In a Perfect World

Last Friday was my final day at my job. I quit it to launch a new business (sorta; it’s complicated).

The last time I was unemployed was 1995. I was 24, finished grad school in May, moved back to NJ, and started looking for a gig. I pored over the local papers’ and New York Times’ help wanted ads (this is 1995, remember), looking for writer, copy editor, and other writing-related jobs.

I had some interviews that didn’t work out. At one, I explained to the publishers of a massive, multi-volume hotel/resort guide for travel agents that they should be working to create a digital version that would be accessible via CD-ROM (it was 1995, so the idea of having all that stuff on a website was still nascent), and updatable more often than the print schedule permitted. They were looking for a “wordsmith.” I didn’t get that job.

In another interview, I was asked, “In a perfect world, what would you be doing?”

I thought it was diplomatic of me to say, “In a perfect world, my girlfriend would have a high-paying job and I’d be free to work on my fiction,” because my real answer was, “In a perfect world, I’d have heat vision and be able to destroy my enemies with a glance.” I didn’t get that job.

Another place told me that the starting pay was $18,000; that meant I was likely going to lose money just commuting back and forth to NYC for that one. They didn’t offer me the job.

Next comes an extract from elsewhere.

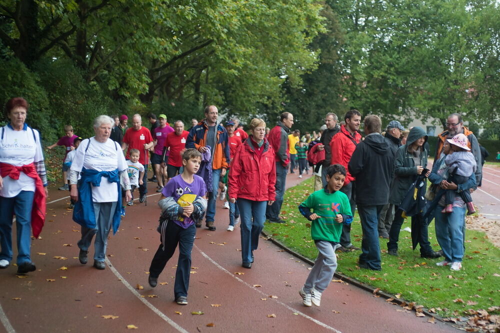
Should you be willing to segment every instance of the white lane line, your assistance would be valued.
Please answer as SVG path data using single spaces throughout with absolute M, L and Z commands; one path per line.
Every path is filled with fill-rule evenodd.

During the months of unemployment, as my savings ran down (I was living in my old house, and my dad was covering the mortgage, so I wasn’t as desperate as a lot of people), I read The Recognitions, the 956-page first novel by William Gaddis. It had been recommended to me over the years in college by people who took my Pynchon poseurism as a genuine sign of literary connoisseurship.

I don’t know how much I got out of The Recognitions in 1995. My mind was faster back then, but I wasn’t as smart as I am now; that is to say, I knew so much less when time and swiftness were on my side.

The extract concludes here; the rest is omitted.